Connecting is the art of building relationships; relationships that last. It’s the forming of bonds with people that can grow into deeper, closer, more meaningful relationships.
Making close connections is essential because people prefer to work and interact those with whom they feel connected. They share common interests, feelings, values, and beliefs. They trust them and want to help them more. Instead of concentrating on closing one-time sales, work to build close, long-term connections that will endure.
Be honest and build trust. Exaggerating and falsifying may help produce quick sales, but over time, they will do you in. Overstating and failing to deliver as promised kills relationships because customers want what they were promised. Few will continue to conduct business with those who have not kept their word. Not delivering precisely as promised is the best way to ruin your reputation and brand.
To create solid connections, follow these suggestions:
- Perfect your art. Deliver top quality. Do what you do excellently, as well as it can be done. “There is no substitute for quality,” T. Harv Eker states. If the quality you provide is outstanding, you don’t have to do lots of networking. People will network for you. They will tell others about you and recommend you. People love to refer others to those who provide the top quality.” It makes them look good.
- Stick to the facts. It’s easy to exaggerate and promise more than you can deliver, but it doesn’t pay. Be honest. Connect with potential customers by telling them the results your goods and services have achieved. Better yet, document the results, put on demonstrations, and show them proof. Provide them with endorsements from satisfied customers; take them to sites to your goods or services in operation with other customers. Then explain to your prospects exactly how you can help them.
- Don’t promise too much — especially if you may not be able deliver. Be completely honest. It’s better to lose a sale and stay on good terms with the prospect than to land the sale and subsequently alienate the customer. If your honesty costs you a deal, think of it this way: the customer may remember your truthfulness and call on you again. However, if you over-inflate or fail to deliver, your future with that prospect will be doomed, over, kaput. Plus, aggrieved customers tend to tell their friends about their dissatisfaction — especially when they feel they were intentionally deceived.
- When you’re looking for business, offer your goods or services at an attractive price. Be fair and don’t gouge; build trust. Give potential customers a price incentive for giving you their business. When you have performed well for them, you can use them showcase to sell future customers. You will also have forged connections with satisfied customers who will give you repeat business and recommend you to others.
Ask satisfied customers to give you endorsements or letters of commendation. Have them write on their letterheads how excellently you performed. Post the commendations on your Web site, hang copies in your office, and keep them in a scrapbook that you can show potential customers.
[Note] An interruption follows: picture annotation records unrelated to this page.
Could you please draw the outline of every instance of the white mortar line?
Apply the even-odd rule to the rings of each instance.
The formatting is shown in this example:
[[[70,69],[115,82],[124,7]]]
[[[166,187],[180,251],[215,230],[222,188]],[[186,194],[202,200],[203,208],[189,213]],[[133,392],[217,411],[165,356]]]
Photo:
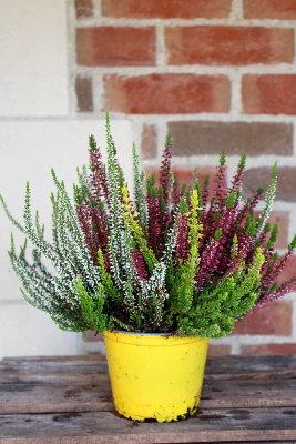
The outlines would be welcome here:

Insert them in your brochures and sales materials.
Your outlook
Remember back in school how different personalities emerged and distinguished themselves. Every school had characters such as the nerd, the rocker, the jock, the babe, and the brain. Yet the one we tend to remember most fondly is the clown.
We all noticed the clown because he made us laugh. He connected with everyone through his humor; by making everything funny. The clown could make the most ordinary situation, the gravest circumstance, and the blandest personality absolutely hysterical. During the darkest moments, his quips broke the tension and lightened the mood. Humor was his focus, his outlook, his forte. His wit was what distinguished him and how he connected.
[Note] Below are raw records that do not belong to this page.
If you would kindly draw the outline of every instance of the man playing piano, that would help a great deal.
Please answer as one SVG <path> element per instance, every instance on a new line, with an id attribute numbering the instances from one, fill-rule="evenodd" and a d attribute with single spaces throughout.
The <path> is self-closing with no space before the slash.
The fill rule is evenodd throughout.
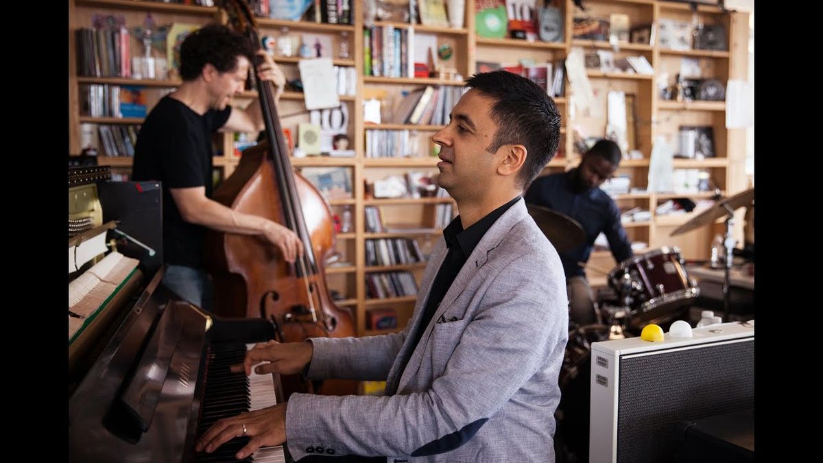
<path id="1" fill-rule="evenodd" d="M 510 72 L 477 74 L 467 87 L 433 137 L 441 147 L 438 182 L 460 215 L 433 250 L 408 326 L 270 341 L 244 365 L 247 374 L 263 362 L 255 372 L 385 380 L 385 395 L 293 394 L 218 421 L 197 451 L 246 435 L 239 458 L 287 438 L 295 460 L 554 461 L 565 279 L 521 194 L 556 152 L 560 116 L 544 90 Z"/>
<path id="2" fill-rule="evenodd" d="M 224 26 L 191 34 L 180 46 L 176 91 L 163 97 L 146 118 L 134 152 L 133 180 L 163 184 L 163 251 L 168 264 L 163 284 L 199 307 L 212 310 L 209 280 L 202 269 L 206 228 L 260 235 L 289 262 L 303 245 L 291 230 L 267 218 L 233 211 L 212 197 L 212 136 L 221 132 L 258 133 L 264 128 L 260 105 L 232 108 L 243 91 L 254 54 L 249 40 Z M 267 54 L 258 77 L 277 87 L 286 77 Z"/>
Great networkers also have special outlook. Like the clown who instinctively looks for humor, networkers are programmed to connect people. Great networkers constantly try to meet new people, learn all about them, and link them so that they can build close, mutually-beneficial relationships.
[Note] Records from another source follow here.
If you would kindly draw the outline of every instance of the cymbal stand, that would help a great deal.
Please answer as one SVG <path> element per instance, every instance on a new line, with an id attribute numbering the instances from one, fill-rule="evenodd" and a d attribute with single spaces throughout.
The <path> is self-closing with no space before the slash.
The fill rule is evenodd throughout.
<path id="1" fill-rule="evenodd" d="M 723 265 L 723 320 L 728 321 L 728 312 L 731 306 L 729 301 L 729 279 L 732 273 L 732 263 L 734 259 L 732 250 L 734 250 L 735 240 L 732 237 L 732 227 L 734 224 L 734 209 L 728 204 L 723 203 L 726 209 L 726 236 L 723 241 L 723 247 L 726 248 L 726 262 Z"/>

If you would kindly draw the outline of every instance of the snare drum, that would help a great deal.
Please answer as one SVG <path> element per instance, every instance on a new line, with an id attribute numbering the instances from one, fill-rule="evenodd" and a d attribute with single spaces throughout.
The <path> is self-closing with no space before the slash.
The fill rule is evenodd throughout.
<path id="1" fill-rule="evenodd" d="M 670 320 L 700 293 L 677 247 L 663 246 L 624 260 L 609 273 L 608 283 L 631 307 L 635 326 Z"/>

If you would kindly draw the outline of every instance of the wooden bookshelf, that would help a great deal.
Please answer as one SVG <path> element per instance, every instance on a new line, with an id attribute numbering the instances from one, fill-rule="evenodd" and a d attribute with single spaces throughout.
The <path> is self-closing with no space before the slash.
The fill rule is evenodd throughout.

Distinguish yourself and boost your business by developing a connecting attitude. Be pleasant, friendly, and fun. People like to be with and do business with those they like, not with grouches.
Train yourself to be a connector; develop a connecting frame of mind by constantly thinking in terms of whom you can connect. Here’s how to proceed:
Make two lists:
1. List people you would like to meet.
1. Friends.
2. Businesses.
Backgrounds.
1. Interests.
2. Values and beliefs.
2. List people that you could connect with each other. List what they have in common:
1.
2.
3.
4.
5. Values and beliefs.
3. Create a plan to connect those individuals.
Connecting is addictive. When you make a strong connection it’s so satisfying that you can’t wait to do it again. It’s also rewarding because people are grateful for your efforts on their behalf. Successful connections motivate; they make you focus more on connecting and bringing more people together.
Since connectors are always trying to make matches, they become possibility people. Possibility people explore, try, and make things happen. They push the limits and don’t immediately accept “no” for an answer.
Possibility people stand out because they’re optimistic and more likely to achieve. They also tend to be creative, resourceful, and inspirational. If you want to increase your business referrals, develop a connecting outlook.